The lips vibrate mostly up and down, I suppose -- essentially closing and opening. The wavelength of the vibration is fixed by the mouthpiece, but the frequency is not. The musician can vary both the mass and the tension he exerts.

Remember that

[tex]\nu = \frac{1}{\lambda} \sqrt{\frac{\tau}{\mu}}[/tex]

If you tighten your lips, you're going to increase [tex]\tau[/tex], and therefore increase the frequency. If you have fat lips, you're going to increase [tex]\mu[/tex], and therefore decrease the frequency.

(If you do such experiments, make sure that you don't connect an instrument to the mouthpiece! The instrument is designed to allow only particular patterns of vibration, called standing waves. If you begin blowing a middle C, and tighten your lips up, eventually most of the vibration will excite the next note up in the overtone series. As a bugler, I assume you are dearly familiar with this!)

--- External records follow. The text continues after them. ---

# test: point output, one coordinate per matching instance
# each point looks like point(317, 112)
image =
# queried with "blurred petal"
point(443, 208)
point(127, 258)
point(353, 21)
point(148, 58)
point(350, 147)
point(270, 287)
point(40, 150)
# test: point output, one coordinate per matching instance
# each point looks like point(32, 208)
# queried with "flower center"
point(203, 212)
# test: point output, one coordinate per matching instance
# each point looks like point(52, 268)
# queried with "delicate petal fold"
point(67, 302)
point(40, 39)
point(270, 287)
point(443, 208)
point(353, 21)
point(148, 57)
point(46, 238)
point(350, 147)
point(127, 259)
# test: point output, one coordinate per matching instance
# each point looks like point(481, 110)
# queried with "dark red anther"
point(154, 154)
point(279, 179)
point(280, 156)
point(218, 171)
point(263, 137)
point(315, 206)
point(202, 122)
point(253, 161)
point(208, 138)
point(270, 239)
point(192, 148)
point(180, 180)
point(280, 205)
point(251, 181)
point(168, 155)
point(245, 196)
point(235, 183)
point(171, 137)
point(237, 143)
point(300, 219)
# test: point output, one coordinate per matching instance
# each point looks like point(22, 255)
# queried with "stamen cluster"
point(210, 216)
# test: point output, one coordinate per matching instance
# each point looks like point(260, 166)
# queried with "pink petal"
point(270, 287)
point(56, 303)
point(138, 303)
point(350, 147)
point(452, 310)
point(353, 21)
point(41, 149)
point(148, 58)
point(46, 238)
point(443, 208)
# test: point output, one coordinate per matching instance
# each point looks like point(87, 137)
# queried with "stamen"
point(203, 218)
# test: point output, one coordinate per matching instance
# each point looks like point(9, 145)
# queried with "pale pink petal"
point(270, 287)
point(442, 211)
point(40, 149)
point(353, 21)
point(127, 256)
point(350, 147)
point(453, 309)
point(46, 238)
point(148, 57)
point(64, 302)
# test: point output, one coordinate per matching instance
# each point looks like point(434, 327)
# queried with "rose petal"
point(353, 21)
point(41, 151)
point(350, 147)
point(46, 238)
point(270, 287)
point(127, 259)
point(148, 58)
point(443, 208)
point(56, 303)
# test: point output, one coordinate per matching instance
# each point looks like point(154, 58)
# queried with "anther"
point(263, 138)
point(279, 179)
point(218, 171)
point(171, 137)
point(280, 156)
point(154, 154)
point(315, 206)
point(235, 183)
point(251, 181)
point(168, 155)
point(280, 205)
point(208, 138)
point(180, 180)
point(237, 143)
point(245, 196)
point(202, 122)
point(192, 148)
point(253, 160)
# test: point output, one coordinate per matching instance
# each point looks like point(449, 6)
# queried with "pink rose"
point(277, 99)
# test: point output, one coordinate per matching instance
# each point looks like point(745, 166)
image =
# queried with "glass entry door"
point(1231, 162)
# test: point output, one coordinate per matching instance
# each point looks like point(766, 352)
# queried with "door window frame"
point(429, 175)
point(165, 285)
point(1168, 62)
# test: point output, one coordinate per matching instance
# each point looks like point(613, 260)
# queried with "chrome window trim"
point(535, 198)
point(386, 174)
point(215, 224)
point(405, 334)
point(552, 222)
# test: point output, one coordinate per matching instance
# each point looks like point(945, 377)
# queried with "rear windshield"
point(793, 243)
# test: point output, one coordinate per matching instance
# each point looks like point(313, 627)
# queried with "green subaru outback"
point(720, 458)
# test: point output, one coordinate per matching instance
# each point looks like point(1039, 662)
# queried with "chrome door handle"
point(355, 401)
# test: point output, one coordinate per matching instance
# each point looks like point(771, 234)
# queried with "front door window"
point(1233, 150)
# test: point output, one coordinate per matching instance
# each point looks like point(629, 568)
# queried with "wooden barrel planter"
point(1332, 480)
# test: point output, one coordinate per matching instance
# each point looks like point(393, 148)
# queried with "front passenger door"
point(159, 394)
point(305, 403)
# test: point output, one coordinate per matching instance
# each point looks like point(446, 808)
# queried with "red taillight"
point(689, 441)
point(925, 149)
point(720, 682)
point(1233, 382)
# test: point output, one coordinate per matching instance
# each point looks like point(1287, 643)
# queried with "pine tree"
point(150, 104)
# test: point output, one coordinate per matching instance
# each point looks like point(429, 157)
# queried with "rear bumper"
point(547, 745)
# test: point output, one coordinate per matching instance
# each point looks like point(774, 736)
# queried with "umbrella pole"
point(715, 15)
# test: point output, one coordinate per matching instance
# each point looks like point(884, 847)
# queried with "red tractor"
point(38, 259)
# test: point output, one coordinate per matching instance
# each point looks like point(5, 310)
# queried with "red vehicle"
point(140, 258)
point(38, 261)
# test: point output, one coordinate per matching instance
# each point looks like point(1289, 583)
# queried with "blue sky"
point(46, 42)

As a result, I'd say that a person with fat lips probably has a harder time hitting those high notes -- but if they work on their embouchure, they may be able to make up for it with higher lip tension.

- Warren
 
  • #7
Originally posted by bugler777
Is it incorrect to view this occurence as a reduction of vibrating mass by 1/2 rather than a halving of the length of the string?
Yes, it is incorrect. I am in no way disagreeing with chroot, but maybe a different angle will help you better understand.

The entire mass does not move all at once. If you have a decent first semester physics book, it probably derives the freqency of a vibrating spring. Look carefully at the diagrams (if any). The model is that of a tiny little segment of the string. Then, there are two forces on the tiny segment that oscillate (the tension on either end). Since the model isolates the tiny segment from the rest of the string, then it is the mass of the tiny segment that is used in the frequency calculation, and the rest of the string is just the tensions on the ends of the segment. That is why the linear mass density is used, because the mass of the tiny segment is the linear mass density times the length of the tiny segment.

The model makes the length of every tiny segment the same, regardless of the length of the string. So, changing the length of the string does not change the mass that shows up in the derivation.
 
  • #8
A couple of comments that may or may not be of interest.

chroot - The lips vibrate mostly up and down, I suppose -- essentially closing and opening.

bugler - It is controversial whether the lips actually close during one cycle of vibration. I happen to believe they do but there are others who claim otherwise and insist they can prove their point with new photo images.

chroot - The wavelength of the vibration is fixed by the mouthpiece,

chroot - The wavelength of the vibration is fixed by the mouthpiece,

bugler - The actual length of the aperture of the lips inside the mouthpiece changes. IOW, the aperture does not extend the length of the diameter of the inside of the mouthpiece.

chroot - The musician can vary both the mass and the tension he exerts. Remember that

***(equation for frequency)***

If you tighten your lips, you're going to increase "t", and therefore increase the frequency. If you have fat lips, you're going to increase "mass" , and therefore decrease the frequency.

Bugler – It appears that there is very little lip tissue that is involved in the actual vibration. Large lips may not bring any significant amount of additional lip tissue into the mix than smaller lips. Again, controversial.

chroot - If you do such experiments, make sure that you don't connect an instrument to the mouthpiece! The instrument is designed to allow only particular patterns of vibration, called standing waves. If you begin blowing a middle C, and tighten your lips up, eventually most of the vibration will excite the next note up in the overtone series. As a bugler, I assume you are dearly familiar with this!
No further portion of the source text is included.